Evelyn Daiana Lencina, de 28 años, domiciliada en el barrio Virgen de Guadalupe de Reconquista, fue condenada por los delitos de abandono de persona doblemente agravado, por resultado de muerte y por haber sido cometido por los padres contra sus hijos, en concurso ideal con privación ilegítima de la libertad doblemente agravada por mediar violencias y amenazas y haber sido cometido en la persona de un individuo que se le deba respeto particular, el cual habría cometido en carácter de partícipe secundaria, a la pena de cuatro años de prisión de efectivo cumplimiento.
La condena fue en un procedimiento abreviado, con el acuerdo de todas las partes: Evelyn Lencina, la defensora pública María Noel Severo y el fiscal Juan Marichal, con el aval del juez penal Gustavo Gon, el 24 de febrero de 2022 en los tribunales de Reconquista.
Según el fiscal Marichal,en reiteradas oportunidades, al menos desde el mes de septiembre de 2019 hasta el 6 de febrero de 2020, Evelyn Lencina y su concubino, Carlos Vicentín, pusieron en peligro la vida y la salud de los niños a su cargo, ya que los abandonaban a su suerte de forma habitual en el domicilio de la manzana 20, lote 73, casa 4 del Barrio Virgen de Guadalupe, donde habitaba el grupo familiar, sometiéndolos a amenazas y golpes, dejándolos encerrados y a cargo de las tareas del hogar por largos períodos de tiempo, sin posibilidad de salir al exterior e impidiéndoles bajo esas amenazas y golpes acudir al auxilio de vecinos del barrio; en tanto que varias veces no tenían comida suficiente y vivían en condiciones de mala salubridad.
El 6 de febrero de 2020, entre las 22:00 y las 22:30 horas, el niño Adrián Insaurralde (de 11 años), luego de haber sido golpeado en la cara por Vicentin, porque no quiso barrer su habitación, fue dejado solo en el domicilio junto con los otros niños; y Adrián, quien venía manifestando un malestar recurrente por sus condiciones de vida; y en particular por querer y no poder ver a su Papá, se ahorcó con la correa de un perro que sujetó a la cama cucheta.
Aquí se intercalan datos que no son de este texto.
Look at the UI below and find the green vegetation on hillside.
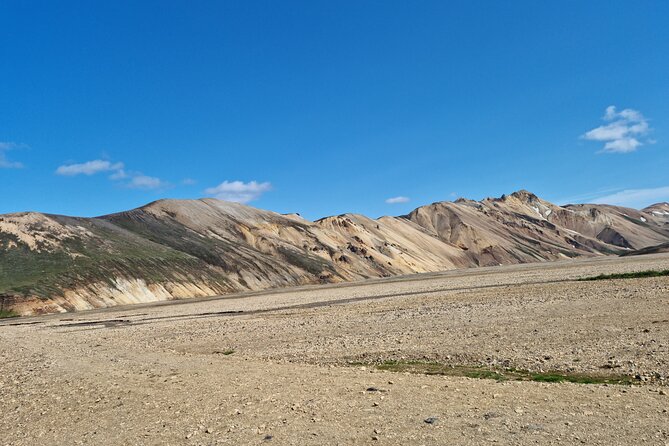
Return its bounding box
[374,361,636,385]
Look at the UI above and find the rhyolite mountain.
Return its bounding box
[0,191,669,314]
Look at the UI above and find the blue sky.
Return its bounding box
[0,0,669,218]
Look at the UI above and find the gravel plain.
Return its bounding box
[0,254,669,445]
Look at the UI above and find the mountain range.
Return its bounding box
[0,190,669,315]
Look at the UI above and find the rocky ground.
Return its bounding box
[0,254,669,445]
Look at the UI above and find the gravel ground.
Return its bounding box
[0,255,669,445]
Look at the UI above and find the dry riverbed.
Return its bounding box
[0,255,669,445]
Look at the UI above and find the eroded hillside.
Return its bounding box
[0,191,669,314]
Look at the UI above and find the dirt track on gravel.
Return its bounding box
[0,254,669,445]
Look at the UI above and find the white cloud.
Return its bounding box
[581,105,653,153]
[204,181,272,203]
[56,160,123,176]
[592,186,669,209]
[126,174,167,189]
[386,196,409,204]
[56,160,169,190]
[0,142,23,169]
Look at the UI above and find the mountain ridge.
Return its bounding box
[0,190,669,314]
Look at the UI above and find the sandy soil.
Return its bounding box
[0,254,669,445]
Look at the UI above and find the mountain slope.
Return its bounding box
[0,191,669,314]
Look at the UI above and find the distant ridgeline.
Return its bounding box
[0,191,669,314]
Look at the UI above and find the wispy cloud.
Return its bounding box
[581,105,653,153]
[126,174,168,189]
[56,160,124,176]
[386,196,409,204]
[0,141,25,169]
[56,159,169,190]
[592,186,669,209]
[204,181,272,203]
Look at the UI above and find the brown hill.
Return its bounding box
[0,191,669,314]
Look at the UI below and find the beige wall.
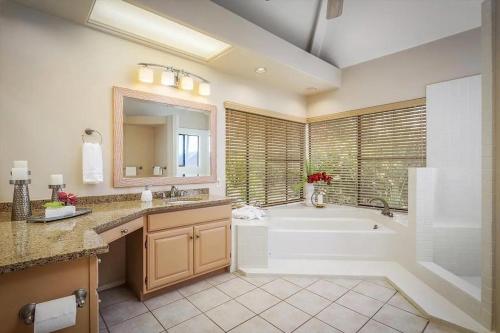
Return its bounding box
[308,28,481,116]
[123,125,156,177]
[0,1,306,202]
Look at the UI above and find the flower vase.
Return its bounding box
[304,183,314,207]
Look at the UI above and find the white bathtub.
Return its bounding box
[237,204,406,267]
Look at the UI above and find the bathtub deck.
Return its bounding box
[240,259,490,332]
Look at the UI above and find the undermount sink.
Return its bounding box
[165,196,204,204]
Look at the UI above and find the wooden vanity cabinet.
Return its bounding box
[127,205,231,299]
[194,220,231,274]
[146,227,193,289]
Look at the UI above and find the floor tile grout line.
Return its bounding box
[103,307,150,331]
[99,273,430,332]
[181,292,231,332]
[150,294,203,331]
[353,276,429,332]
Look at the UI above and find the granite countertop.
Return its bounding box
[0,194,231,274]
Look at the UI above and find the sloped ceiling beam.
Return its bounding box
[126,0,341,88]
[309,0,328,57]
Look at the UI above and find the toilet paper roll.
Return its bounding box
[33,295,76,333]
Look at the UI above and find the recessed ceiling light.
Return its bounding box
[255,67,267,74]
[88,0,231,61]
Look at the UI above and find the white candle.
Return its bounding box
[318,194,323,205]
[14,161,28,169]
[49,174,64,185]
[10,168,28,180]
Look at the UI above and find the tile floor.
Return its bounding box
[99,273,464,333]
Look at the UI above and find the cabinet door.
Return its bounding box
[194,220,231,274]
[147,227,193,289]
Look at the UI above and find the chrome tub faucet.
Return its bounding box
[369,198,394,217]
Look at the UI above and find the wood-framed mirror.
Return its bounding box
[113,87,217,187]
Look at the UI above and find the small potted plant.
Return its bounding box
[296,161,332,206]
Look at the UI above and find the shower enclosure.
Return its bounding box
[416,75,482,298]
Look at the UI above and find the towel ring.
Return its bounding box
[82,128,102,145]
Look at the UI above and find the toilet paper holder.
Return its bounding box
[19,288,87,325]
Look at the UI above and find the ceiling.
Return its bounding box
[16,0,341,95]
[212,0,482,68]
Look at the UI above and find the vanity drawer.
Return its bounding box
[148,205,231,231]
[101,217,144,243]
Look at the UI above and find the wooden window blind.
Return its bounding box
[309,106,426,210]
[226,109,305,206]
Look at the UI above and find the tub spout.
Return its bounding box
[369,198,394,217]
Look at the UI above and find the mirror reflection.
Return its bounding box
[123,97,210,178]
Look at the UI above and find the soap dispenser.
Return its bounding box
[141,185,153,202]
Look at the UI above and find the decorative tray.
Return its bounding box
[26,208,92,223]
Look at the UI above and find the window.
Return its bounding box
[177,134,200,167]
[226,109,305,206]
[309,106,426,210]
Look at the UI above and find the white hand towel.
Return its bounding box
[33,295,76,333]
[153,166,163,176]
[233,205,266,220]
[125,167,137,177]
[82,142,104,184]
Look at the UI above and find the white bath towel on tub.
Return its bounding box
[233,205,266,220]
[82,142,104,184]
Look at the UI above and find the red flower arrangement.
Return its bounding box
[57,192,78,206]
[307,172,332,185]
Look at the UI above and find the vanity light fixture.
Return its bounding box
[180,74,194,90]
[161,69,176,87]
[198,82,210,96]
[255,67,267,74]
[138,62,210,96]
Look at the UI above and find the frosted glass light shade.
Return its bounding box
[198,82,210,96]
[88,0,231,61]
[161,71,175,86]
[139,66,154,83]
[181,76,194,90]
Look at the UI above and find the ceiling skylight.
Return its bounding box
[89,0,231,61]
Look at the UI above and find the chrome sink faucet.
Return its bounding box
[369,198,394,217]
[170,185,179,198]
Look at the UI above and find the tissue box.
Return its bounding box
[45,206,76,218]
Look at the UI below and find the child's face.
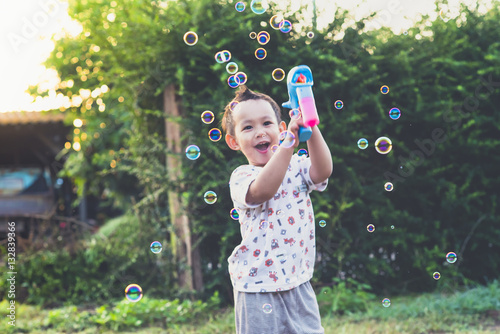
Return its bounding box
[226,100,286,167]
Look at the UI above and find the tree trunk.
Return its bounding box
[163,84,203,290]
Tras unos días de agonía en el Hospital, falleció el 18 de febrero de 2020. Había sufrido Anoxia Cerebral producto del ahorcamiento.
Carlos Daniel Vicentin fue condenado como autor penalmente responsable de los delitos de abandono de persona agravado por resultado de muerte, en concurso ideal con privación ilegítima de la libertad doblemente agravada, por mediar violencia y amenazas, y haber sido cometido en perjuicio de una persona a la que le debía respeto particular, ya que era su hijastro, a la pena de cinco años de prisión de efectivo cumplimiento.